Aku sangat menyayanginya. Ingin memeluknya
setiap detik, ingin menciuminya setiap saat. Tak ada niat sedikitpun untuk
jauh-jauh darinya. Entah perasaan apa? Mungkin itulah yang dinamakan buah hati.
Begitu lekat di dalam hati, setiap nafas-nafas yang terhembus dari dirinya.
Aku selalu membayangkan dua puluh tahun ke
depan. Apakah anakku masih mau aku ciumi? Apakah dia masih mau aku dekap
seperti ini? Bisa jadi akan ada seseorang yang menggantikan posisi orang tua
saat anak sudah dewasa. Seseorang yang akan merebut cinta kasih dan
perhatiannya. Bukan lagi orang tua yang ingin ia dekap. Tapi seseorang yang
akan menghabiskan sisa hidup bersamanya.
Aku akan merindukan masa kecil anakku. Masa di
mana dia selalu memeluk kami saat dia ketakutan. Masa di mana dia selalu
memanggil nama kali saat dia butuh kawan bermain. Masa di mana dia selalu
memanggil kami saat dia lapar. Masa di mana dia selalu merengek saat dia
menginginkan sesuatu.
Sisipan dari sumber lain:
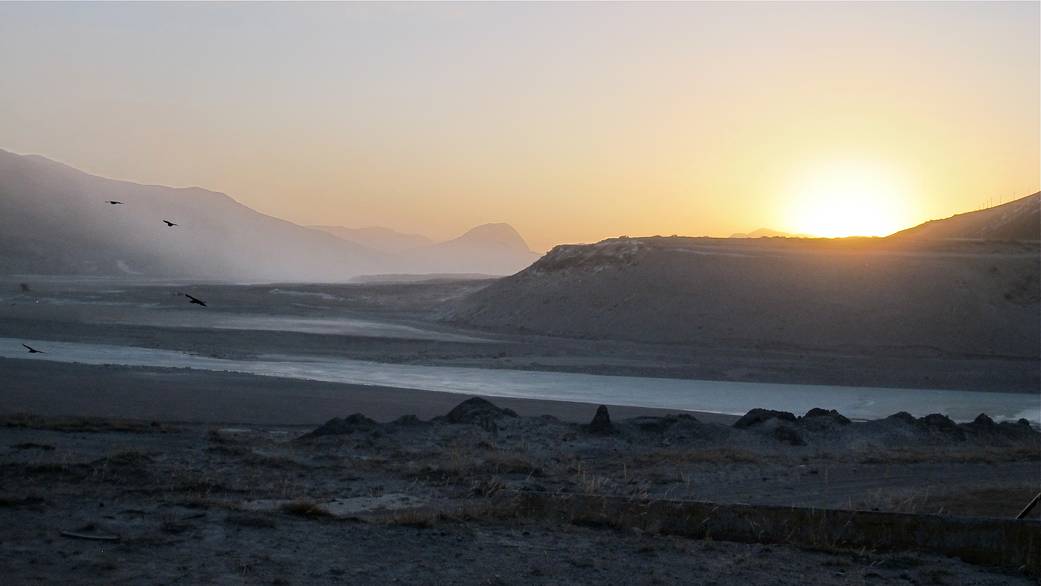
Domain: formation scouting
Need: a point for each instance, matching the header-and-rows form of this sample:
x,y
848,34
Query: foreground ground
x,y
358,501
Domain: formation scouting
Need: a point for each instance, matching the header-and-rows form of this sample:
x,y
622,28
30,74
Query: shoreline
x,y
205,397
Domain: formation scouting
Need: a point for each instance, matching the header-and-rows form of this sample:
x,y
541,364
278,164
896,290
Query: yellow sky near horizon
x,y
572,122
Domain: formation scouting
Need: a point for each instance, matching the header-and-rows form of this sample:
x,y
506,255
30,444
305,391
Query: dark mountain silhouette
x,y
965,298
1018,220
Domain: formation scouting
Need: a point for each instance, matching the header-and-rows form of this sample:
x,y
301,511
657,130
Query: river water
x,y
732,398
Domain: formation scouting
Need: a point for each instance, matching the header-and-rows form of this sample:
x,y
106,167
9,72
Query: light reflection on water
x,y
733,398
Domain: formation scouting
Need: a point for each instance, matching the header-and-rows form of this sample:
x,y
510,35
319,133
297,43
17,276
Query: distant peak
x,y
499,233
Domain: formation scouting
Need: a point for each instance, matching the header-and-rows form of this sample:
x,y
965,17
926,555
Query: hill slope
x,y
54,220
864,293
1019,220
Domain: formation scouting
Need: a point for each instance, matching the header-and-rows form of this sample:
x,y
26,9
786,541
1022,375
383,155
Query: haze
x,y
573,123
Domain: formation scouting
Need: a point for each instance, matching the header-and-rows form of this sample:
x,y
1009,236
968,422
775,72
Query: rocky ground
x,y
359,501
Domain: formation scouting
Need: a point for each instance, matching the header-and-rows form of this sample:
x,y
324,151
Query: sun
x,y
847,200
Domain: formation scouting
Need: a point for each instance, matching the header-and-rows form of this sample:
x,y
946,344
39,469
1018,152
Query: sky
x,y
572,122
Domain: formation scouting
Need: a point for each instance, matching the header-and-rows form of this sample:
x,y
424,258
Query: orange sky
x,y
573,123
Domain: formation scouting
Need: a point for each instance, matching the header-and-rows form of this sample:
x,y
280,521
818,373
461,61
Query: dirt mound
x,y
757,416
601,423
476,410
345,426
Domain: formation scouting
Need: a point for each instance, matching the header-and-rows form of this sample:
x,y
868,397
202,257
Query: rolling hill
x,y
962,298
54,220
1019,220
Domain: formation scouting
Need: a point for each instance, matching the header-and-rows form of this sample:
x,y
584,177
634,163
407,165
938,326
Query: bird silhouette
x,y
196,301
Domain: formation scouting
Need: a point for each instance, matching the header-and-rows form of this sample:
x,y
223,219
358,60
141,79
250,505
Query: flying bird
x,y
196,301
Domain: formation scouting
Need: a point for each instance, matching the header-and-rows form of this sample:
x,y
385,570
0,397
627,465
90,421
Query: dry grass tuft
x,y
306,508
82,425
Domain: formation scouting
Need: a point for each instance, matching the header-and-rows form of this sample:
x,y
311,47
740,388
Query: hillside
x,y
800,294
54,220
1019,220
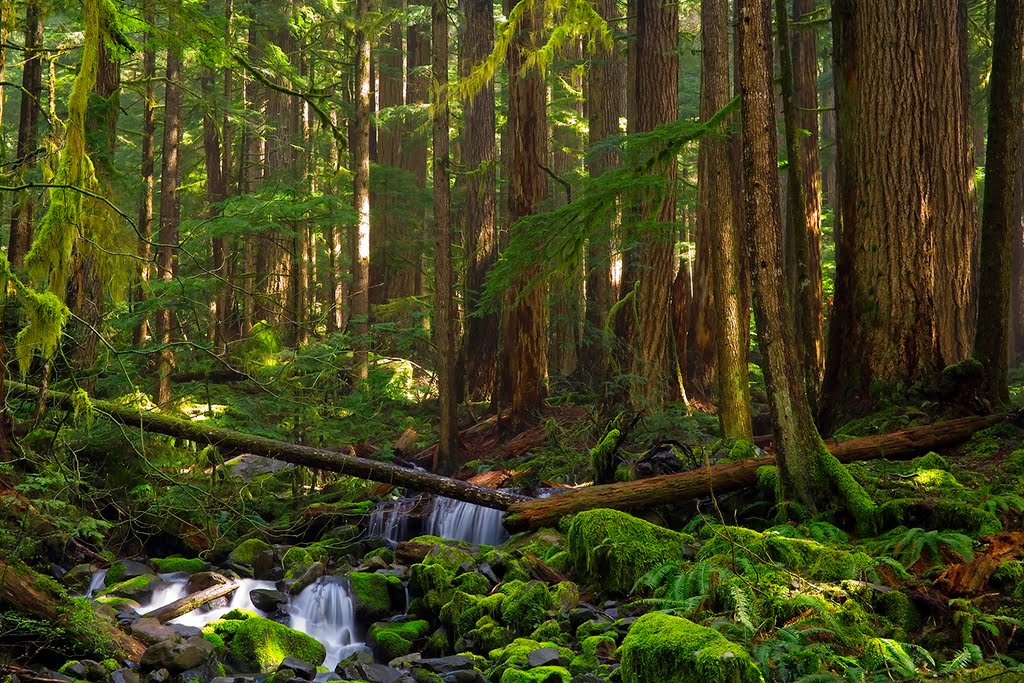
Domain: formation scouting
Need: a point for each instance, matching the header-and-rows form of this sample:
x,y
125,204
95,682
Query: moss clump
x,y
170,564
261,644
372,594
620,548
394,639
245,553
671,649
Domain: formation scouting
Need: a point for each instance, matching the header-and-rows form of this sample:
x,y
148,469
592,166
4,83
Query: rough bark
x,y
480,227
906,251
523,353
167,250
997,230
727,252
654,86
23,213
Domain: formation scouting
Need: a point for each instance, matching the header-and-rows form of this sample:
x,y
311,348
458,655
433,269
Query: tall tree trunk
x,y
800,76
360,195
603,111
522,365
906,253
654,85
480,227
167,250
443,273
810,474
727,250
146,170
997,229
23,213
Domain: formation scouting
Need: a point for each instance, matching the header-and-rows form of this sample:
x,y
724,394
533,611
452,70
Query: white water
x,y
466,521
325,610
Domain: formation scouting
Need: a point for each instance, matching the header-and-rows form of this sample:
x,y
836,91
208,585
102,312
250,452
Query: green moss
x,y
620,548
394,639
168,564
262,644
246,552
372,594
539,675
670,649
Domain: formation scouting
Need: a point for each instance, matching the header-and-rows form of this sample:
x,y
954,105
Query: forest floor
x,y
722,589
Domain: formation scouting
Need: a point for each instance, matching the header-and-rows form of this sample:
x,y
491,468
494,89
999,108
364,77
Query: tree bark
x,y
167,250
524,354
23,212
997,230
905,255
727,251
480,227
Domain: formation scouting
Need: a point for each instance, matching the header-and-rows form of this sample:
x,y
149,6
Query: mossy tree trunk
x,y
727,250
811,476
1006,94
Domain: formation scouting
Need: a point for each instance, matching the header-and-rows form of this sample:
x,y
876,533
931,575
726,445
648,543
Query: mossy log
x,y
160,423
190,602
33,594
731,476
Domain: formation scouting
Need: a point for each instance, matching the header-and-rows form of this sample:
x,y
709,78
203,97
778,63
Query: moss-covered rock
x,y
620,548
372,594
259,644
394,639
671,649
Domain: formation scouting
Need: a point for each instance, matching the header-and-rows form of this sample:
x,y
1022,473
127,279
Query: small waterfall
x,y
466,521
325,611
95,584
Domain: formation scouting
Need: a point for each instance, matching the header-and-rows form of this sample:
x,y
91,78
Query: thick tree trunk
x,y
719,479
167,250
360,195
480,227
444,318
727,252
654,82
23,213
524,354
907,249
997,231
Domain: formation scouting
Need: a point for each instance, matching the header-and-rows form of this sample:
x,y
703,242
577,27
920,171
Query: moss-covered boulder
x,y
394,639
259,644
671,649
620,548
373,594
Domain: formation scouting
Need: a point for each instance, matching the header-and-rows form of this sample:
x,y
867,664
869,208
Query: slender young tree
x,y
997,229
727,252
811,475
360,194
167,249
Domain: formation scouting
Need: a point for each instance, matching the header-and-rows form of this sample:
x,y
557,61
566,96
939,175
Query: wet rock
x,y
267,600
545,656
150,631
301,669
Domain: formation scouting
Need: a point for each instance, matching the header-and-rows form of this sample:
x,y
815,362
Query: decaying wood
x,y
154,421
20,589
192,602
971,578
731,476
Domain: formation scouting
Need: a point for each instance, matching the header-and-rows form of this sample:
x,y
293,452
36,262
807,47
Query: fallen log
x,y
731,476
190,602
290,453
25,591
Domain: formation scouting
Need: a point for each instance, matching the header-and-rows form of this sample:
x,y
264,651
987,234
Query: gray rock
x,y
302,669
150,631
267,600
545,656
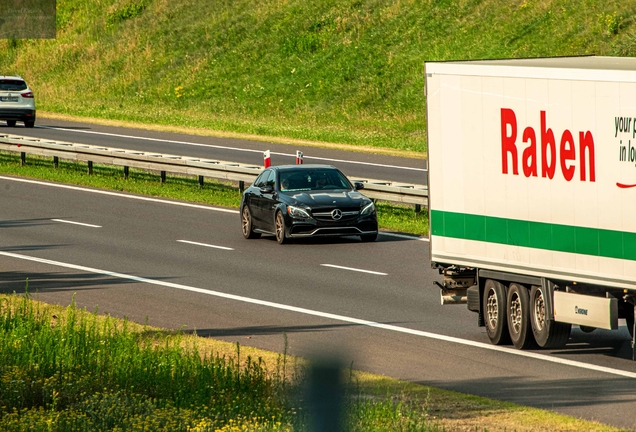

Kami dengan senang hati menyuguhkan bergelas-gelas cinta
dan kasih untuknya.
Pesan untuk anak-anakku kelak...
Nak...
sedewasa apapun dirimu, kami tetap menganggapmu anak kecil yang selalu ingin
kami timang-timang.
Nak...
sedewasa apapun dirimu, kami akan tetap menganggapmu anak kecil yang selalu
ingin kami manja.
Nak...
sedewasa apapun dirimu, naluri kami tetaplah menyayangimu sebagai malaikat
kecil kami.
Nak...
sedewasa apapun dirimu, jangan pernah memaki kami dengan kata-kata yang menyakitkan
kami.
Nak...
sedewasa apapun dirimu, jangan pernah membenci kami hanya karena kami cerewet.
Nak...
sedewasa apapun dirimu, jangan pernah melangkahi kepala kami sekalipun kami
adalah orang tua yang bodoh.
Nak...
sedewasa apapun dirimu, jangan pernah membusungkan dada di hadapan kami yang
hanya bisa membungkuk di hadapanmu.
Nak...
sedewasa apapun dirimu, jangan pernah lupa jika yang membuatmu hidup adalah dua
mata air, yakni air mata ibu dan air susu ibu.